Creating the Web site wasn’t easy, and Petty refuses to take full credit, citing help from many other students along the way. He says upgrading the site was a necessary step in the paper’s evolution.
“News conversation is no longer one way, it’s two way,” Petty said. “There is real-time interaction, people are commenting, they are eager to participate in our reporting and the process of news reporting, and it’s never been easier to do that. I strongly believe if journalists are not on and using the Internet, especially Facebook and Twitter, then they are not doing their jobs.”
Petty says that using Facebook and Twitter is kind of a no-brainer when it comes to journalism—they are where most people convene in times of crisis and excitement. During Petty’s time at Richmond, one of the biggest news stories was the football team making it to the national championship, and its coverage was crucial.
“I’ll never forget the 2008 Football Subdivision National Championship,” Barrett Neale, current Editor-In-Chief of the Collegian, said. “I can’t remember ever seeing Petty more excited about an assignment. He got there before I did to shoot footage for a video, and he was up until 4 a.m. working on it and posting it on our Web site.

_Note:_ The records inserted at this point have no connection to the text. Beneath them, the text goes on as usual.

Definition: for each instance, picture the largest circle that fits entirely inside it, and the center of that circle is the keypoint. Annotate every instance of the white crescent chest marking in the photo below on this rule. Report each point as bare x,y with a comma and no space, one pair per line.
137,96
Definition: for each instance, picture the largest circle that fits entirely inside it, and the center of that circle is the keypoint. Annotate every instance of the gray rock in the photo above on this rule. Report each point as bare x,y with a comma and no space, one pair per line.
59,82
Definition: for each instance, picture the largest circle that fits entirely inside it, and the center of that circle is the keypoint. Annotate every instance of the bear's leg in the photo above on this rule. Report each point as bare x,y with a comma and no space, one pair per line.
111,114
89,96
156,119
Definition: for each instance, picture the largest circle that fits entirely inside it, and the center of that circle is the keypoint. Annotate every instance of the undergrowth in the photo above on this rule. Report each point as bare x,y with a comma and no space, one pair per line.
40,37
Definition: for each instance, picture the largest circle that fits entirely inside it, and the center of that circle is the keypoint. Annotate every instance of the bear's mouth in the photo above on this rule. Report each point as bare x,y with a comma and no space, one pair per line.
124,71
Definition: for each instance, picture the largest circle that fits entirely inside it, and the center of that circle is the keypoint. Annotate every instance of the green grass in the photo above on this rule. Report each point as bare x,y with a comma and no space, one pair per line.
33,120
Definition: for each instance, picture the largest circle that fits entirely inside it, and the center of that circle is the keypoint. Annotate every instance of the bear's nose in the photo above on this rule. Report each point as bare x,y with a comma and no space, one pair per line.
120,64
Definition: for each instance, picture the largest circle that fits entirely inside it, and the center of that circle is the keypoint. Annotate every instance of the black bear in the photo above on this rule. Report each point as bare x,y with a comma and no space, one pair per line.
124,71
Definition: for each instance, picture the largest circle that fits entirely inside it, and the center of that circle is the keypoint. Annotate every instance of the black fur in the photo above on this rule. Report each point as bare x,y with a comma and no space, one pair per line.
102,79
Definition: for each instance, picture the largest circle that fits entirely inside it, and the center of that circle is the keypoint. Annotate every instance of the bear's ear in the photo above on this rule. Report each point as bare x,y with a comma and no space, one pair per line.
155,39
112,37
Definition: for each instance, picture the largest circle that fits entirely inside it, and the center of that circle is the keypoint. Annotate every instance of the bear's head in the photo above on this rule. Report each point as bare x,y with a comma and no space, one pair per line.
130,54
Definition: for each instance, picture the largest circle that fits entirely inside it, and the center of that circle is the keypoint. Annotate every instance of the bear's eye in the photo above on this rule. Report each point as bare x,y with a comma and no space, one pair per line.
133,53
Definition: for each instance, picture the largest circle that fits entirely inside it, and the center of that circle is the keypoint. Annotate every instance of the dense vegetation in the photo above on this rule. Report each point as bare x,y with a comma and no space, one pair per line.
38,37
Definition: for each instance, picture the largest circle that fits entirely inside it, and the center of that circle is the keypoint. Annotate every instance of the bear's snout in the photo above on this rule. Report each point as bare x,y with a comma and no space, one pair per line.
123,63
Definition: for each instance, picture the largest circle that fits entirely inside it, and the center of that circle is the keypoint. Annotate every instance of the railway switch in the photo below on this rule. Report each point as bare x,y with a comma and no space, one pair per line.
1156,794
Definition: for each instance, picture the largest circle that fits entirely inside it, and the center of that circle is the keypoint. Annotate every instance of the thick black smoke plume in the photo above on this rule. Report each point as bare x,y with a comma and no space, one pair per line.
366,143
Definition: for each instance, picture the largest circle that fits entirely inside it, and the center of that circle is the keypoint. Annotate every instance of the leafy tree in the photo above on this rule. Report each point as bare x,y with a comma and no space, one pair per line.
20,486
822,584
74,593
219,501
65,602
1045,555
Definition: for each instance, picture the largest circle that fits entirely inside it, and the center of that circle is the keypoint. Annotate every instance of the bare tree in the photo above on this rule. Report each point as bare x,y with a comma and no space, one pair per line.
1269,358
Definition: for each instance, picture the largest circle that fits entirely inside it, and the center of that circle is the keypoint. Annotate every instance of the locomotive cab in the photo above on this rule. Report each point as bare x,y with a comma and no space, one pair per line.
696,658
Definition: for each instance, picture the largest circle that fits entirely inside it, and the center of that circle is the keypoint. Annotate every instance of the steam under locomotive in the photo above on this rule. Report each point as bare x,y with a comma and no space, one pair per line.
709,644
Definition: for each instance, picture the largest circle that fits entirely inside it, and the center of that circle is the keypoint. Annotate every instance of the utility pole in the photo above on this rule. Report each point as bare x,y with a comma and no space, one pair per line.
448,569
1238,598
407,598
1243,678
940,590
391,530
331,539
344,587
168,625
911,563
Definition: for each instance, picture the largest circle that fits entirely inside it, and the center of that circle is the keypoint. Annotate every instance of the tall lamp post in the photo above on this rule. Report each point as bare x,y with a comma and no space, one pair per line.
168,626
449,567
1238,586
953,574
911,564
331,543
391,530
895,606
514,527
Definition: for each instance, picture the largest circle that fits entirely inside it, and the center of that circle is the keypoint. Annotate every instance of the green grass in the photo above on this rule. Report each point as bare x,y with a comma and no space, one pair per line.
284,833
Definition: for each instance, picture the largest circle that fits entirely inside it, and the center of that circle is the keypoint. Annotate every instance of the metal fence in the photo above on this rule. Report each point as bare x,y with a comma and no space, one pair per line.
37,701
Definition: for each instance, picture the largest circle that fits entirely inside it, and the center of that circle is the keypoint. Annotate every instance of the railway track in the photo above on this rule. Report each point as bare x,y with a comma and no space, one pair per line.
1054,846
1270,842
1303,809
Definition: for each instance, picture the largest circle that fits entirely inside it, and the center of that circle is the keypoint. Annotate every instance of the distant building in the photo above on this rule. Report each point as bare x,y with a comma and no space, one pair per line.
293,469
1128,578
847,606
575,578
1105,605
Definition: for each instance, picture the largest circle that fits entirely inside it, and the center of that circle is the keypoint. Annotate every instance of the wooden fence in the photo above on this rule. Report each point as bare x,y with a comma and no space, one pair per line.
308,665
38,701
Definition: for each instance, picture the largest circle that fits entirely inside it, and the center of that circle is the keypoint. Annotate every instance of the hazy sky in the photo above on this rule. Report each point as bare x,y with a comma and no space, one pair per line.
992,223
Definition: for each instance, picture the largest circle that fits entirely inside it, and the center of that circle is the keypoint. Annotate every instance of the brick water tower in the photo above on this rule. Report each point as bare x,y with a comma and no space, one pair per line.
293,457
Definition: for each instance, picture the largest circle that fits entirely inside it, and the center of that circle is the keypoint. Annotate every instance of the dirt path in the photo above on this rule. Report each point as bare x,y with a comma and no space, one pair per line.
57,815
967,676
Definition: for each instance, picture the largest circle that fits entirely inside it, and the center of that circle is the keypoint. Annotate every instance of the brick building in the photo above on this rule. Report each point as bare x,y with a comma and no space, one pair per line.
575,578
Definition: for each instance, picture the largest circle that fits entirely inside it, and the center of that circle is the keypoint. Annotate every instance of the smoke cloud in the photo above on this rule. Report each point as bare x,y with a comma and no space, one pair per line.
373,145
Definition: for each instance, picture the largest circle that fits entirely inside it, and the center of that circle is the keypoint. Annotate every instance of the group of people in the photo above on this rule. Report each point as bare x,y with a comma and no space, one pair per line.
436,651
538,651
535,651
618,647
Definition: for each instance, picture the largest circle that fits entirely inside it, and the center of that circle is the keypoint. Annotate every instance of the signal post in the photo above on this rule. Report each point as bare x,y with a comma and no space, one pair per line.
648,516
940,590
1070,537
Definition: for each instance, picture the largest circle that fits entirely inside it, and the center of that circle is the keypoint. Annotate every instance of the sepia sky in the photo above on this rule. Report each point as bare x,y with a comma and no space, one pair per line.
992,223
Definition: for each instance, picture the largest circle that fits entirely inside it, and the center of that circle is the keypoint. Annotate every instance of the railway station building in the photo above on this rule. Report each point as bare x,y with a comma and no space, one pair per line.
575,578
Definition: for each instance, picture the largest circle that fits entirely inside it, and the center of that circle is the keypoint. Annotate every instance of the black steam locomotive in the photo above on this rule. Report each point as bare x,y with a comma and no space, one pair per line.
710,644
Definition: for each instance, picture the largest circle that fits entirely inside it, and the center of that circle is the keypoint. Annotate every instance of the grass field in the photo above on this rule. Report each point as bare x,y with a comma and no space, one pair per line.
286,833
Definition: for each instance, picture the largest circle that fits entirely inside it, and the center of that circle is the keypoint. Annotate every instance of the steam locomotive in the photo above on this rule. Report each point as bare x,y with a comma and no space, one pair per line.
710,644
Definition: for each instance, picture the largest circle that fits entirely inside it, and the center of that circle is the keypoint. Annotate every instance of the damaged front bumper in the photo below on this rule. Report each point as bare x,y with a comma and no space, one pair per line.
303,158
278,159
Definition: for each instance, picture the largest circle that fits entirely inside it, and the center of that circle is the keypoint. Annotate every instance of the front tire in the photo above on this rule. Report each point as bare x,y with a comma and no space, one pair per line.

“When he was finally finished, he went to bed – with his shoes still on. When I saw footage of the game on ESPN, it was easy to spot him in the middle of the action, documenting the game for our readers who couldn’t make the trip to Tennessee. That game is one of my fondest memories of college, and it was helpful to have someone so dedicated to the coverage there with me.”

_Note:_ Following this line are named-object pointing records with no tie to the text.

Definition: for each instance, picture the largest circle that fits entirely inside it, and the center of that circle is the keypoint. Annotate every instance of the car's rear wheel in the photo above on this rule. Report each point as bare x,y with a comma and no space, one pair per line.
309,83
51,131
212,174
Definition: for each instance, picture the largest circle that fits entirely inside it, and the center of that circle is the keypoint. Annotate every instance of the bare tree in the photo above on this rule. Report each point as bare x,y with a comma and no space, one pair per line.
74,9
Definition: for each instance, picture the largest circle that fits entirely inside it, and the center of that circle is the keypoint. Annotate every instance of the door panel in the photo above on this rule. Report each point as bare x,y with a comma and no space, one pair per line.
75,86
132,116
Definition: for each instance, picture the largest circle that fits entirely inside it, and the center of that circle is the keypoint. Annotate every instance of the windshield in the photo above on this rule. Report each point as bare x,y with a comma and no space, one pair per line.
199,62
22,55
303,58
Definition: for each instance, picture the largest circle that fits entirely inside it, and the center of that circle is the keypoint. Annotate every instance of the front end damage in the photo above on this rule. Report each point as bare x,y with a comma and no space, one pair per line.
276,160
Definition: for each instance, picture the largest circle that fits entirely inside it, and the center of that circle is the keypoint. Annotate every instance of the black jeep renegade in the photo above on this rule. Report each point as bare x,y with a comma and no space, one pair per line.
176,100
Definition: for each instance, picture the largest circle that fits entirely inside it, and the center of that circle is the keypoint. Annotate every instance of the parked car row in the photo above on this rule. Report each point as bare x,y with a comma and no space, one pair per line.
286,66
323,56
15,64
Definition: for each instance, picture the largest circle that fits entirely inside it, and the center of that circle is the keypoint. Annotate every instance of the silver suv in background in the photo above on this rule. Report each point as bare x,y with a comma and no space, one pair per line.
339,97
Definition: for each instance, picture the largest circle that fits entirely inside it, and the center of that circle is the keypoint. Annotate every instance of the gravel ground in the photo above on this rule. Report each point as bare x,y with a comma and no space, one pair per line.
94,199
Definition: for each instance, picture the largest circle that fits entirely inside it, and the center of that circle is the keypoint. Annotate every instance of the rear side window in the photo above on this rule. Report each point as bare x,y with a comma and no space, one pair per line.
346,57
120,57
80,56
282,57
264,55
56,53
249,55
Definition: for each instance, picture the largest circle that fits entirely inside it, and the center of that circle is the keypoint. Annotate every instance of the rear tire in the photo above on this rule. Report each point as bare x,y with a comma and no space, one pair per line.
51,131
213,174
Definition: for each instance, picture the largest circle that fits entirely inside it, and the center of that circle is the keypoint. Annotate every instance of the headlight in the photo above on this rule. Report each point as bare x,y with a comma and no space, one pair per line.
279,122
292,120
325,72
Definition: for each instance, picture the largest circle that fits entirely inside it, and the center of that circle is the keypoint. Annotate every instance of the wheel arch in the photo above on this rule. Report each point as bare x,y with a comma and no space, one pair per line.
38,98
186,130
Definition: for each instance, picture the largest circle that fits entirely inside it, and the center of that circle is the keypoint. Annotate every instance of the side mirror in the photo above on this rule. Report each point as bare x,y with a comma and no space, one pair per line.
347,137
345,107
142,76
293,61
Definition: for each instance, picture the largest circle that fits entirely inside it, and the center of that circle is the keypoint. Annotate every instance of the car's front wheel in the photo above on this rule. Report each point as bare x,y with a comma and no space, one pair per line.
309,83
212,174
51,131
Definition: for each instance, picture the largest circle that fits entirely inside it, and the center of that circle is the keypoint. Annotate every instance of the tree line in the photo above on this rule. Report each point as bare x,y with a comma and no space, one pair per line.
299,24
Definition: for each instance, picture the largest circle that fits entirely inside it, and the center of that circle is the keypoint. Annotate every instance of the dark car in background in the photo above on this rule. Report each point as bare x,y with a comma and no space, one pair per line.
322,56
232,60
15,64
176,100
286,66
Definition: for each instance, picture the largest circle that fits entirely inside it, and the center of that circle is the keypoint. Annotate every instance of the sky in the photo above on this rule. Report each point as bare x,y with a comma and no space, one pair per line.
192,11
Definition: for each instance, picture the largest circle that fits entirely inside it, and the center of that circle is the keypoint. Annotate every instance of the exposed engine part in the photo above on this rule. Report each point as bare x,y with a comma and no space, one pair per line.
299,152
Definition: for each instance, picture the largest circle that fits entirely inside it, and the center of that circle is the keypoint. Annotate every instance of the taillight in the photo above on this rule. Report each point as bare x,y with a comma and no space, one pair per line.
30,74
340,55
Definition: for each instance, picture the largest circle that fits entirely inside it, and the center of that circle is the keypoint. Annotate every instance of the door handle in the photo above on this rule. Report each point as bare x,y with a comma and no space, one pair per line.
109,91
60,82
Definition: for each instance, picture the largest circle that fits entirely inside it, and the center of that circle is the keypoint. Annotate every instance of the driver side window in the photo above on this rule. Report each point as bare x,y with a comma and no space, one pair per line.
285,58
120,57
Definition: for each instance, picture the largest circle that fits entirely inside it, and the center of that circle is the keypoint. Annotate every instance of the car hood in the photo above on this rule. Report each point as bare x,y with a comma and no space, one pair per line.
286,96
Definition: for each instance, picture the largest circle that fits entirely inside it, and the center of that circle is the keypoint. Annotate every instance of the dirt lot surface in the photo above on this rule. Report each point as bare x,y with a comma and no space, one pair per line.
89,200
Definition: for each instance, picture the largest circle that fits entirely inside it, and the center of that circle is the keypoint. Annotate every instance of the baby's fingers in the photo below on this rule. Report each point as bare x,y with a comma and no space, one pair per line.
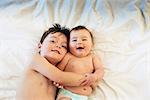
84,83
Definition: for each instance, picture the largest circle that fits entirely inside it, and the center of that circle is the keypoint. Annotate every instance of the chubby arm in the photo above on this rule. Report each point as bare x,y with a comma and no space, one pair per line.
98,68
41,65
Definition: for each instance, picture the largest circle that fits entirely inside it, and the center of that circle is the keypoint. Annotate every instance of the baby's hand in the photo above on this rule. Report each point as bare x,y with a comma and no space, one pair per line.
57,85
89,80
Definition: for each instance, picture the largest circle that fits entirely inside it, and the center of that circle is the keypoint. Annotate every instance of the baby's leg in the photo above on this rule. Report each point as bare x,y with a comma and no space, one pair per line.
51,91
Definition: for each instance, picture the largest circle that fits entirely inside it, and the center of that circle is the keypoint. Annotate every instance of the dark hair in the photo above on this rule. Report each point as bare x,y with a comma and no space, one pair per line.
54,29
80,27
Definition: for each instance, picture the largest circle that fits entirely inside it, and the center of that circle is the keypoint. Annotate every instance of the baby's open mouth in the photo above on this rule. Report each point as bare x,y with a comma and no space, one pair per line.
80,48
56,51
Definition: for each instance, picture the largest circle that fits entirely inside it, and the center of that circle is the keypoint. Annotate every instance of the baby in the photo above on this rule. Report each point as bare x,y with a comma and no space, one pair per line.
80,60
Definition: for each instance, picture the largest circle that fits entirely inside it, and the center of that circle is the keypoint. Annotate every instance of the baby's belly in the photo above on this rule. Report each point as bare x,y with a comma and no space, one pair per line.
84,90
34,86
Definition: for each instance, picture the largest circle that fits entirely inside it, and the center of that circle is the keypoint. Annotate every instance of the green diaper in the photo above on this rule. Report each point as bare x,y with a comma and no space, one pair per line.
71,95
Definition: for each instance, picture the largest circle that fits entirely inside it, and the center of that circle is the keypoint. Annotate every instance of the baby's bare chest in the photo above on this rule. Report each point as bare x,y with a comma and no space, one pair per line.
80,65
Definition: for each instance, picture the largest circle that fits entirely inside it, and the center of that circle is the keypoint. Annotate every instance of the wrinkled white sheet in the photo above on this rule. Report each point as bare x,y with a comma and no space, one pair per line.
121,30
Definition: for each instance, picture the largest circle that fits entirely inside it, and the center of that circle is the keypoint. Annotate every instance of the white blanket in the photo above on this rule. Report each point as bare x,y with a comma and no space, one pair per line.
121,31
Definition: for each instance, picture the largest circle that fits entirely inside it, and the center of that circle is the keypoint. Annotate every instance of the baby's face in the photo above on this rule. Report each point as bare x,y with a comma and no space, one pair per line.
54,47
80,43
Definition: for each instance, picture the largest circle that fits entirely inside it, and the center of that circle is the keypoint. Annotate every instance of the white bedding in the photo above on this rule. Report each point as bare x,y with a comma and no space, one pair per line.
121,30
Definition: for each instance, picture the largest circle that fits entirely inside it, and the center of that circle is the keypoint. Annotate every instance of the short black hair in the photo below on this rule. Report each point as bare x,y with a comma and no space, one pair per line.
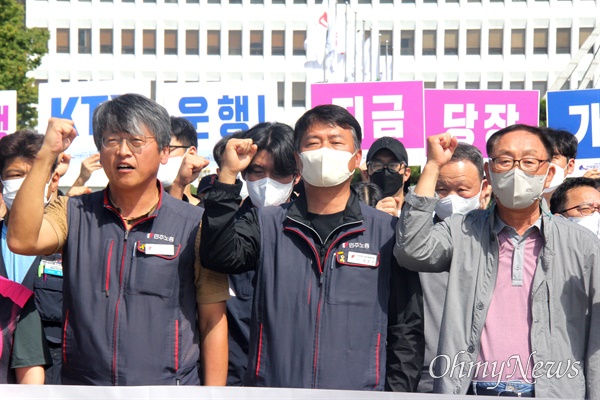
558,200
468,152
368,193
330,115
129,113
520,127
564,143
184,131
276,139
23,143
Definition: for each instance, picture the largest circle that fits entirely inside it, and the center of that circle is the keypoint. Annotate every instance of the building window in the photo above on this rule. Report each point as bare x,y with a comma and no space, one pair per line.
541,86
213,43
298,39
298,94
517,41
451,42
171,41
584,33
495,42
106,41
563,41
280,94
192,44
385,42
450,85
278,43
429,39
127,41
474,42
85,41
407,43
540,41
149,41
62,40
235,43
256,43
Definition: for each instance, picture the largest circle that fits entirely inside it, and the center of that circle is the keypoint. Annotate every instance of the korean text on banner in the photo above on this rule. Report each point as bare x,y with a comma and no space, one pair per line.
218,109
474,115
8,112
382,108
578,111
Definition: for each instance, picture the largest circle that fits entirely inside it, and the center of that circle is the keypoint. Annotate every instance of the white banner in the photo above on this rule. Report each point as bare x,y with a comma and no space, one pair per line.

Ask any of his former Collegian comrades to describe Petty in one word and they all use the same one: relentless.
“There was no assignment he would turn down,” Neale said. “I’m not sure when, if at all, he had time to sleep. I remember him calling me about breaking news on weekends, in the middle of the night and even on Christmas Eve.”
“I don’t think I ever spoke with Dan at a normal time,” said Nick Mider, current Collegian online editor. “And there was no digressing with Dan Petty—well, except for with news.”

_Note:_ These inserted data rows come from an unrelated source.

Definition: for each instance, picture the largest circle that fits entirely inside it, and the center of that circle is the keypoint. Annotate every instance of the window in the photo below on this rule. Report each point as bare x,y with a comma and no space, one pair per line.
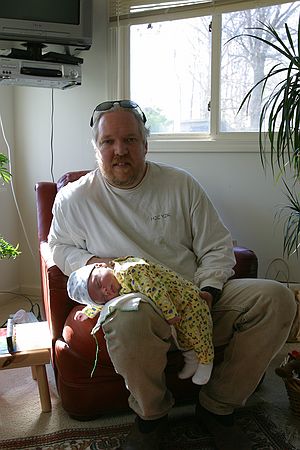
187,73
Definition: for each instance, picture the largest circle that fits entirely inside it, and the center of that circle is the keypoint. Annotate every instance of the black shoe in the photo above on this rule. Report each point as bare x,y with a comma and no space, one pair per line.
136,440
225,433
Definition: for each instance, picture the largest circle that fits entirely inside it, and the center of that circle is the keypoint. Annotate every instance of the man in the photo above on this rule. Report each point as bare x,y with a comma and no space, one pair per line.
130,206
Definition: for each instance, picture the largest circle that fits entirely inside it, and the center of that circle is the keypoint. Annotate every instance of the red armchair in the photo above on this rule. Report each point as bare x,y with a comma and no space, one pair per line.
73,347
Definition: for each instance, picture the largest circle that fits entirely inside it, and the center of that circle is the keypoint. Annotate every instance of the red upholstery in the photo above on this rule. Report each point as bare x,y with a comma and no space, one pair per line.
74,348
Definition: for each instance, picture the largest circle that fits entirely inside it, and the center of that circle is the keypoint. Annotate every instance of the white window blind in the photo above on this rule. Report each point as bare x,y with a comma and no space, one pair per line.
141,11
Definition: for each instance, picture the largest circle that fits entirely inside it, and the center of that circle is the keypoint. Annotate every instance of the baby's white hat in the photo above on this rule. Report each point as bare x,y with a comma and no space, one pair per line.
77,285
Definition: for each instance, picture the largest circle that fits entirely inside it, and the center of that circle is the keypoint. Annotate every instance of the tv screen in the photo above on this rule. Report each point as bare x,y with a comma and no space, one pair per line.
65,22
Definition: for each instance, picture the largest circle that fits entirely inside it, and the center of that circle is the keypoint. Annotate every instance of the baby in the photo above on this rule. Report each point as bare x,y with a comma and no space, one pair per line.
179,301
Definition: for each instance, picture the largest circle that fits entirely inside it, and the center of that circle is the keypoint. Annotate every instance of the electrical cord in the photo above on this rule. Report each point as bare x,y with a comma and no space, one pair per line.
51,136
14,194
34,307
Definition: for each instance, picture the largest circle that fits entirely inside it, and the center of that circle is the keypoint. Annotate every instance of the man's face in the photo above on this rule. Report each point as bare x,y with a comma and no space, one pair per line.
121,149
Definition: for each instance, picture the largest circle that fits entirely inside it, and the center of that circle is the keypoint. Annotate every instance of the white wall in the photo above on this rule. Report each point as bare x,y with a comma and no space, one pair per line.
244,196
9,226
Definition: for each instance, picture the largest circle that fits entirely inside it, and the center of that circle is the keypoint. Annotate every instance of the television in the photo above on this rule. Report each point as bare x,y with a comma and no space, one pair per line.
37,22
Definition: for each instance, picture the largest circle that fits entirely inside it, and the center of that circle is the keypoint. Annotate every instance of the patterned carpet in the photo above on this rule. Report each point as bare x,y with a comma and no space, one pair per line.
183,434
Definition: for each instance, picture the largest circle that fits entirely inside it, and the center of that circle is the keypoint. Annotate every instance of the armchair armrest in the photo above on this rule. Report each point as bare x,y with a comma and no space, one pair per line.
57,303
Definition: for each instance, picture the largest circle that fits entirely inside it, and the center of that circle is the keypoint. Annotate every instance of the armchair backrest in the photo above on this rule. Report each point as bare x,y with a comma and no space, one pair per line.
57,304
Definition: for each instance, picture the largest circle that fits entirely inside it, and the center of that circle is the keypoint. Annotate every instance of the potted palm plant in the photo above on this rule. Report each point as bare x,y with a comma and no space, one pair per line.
7,250
279,123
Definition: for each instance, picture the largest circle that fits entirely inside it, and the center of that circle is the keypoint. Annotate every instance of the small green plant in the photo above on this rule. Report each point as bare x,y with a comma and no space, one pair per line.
7,250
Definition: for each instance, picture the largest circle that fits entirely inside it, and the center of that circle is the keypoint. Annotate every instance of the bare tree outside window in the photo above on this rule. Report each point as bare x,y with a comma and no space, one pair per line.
171,73
246,61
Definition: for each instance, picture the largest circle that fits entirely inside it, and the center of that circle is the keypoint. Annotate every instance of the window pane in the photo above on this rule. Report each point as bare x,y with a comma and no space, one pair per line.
170,74
245,61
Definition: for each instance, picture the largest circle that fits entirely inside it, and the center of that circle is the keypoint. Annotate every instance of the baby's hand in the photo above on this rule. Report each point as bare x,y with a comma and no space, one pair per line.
175,320
79,315
208,298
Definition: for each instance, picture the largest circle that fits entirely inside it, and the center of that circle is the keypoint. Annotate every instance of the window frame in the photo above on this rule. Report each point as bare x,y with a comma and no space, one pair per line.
216,140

“If there were a crisis on campus, we would be hiding in the air vents and Dan would be that guy sprinting toward the action,” said Jimmy Young, current Collegian online managing editor. “He had so much self-determination, and honestly, he’s kind of our own personal UR news legacy.”
When asked about his favorite memory at Richmond, the basis of it is still in journalism. Petty doesn’t deny the “relentless” comment, and said that this determination helped him land one of his biggest stories at Richmond.
“It was a story about a lacrosse coach that resigned, and although articles had been written, they were all missing the key voice: the coach’s,” Petty said. “I tried everything—e-mail, phone calls, and finally, I got tired of it. I staked out in front of her house until I got the interview, and it made the story. Some might call me insane––I consider it a deep passion, and I think passion is what you need in this industry right now.”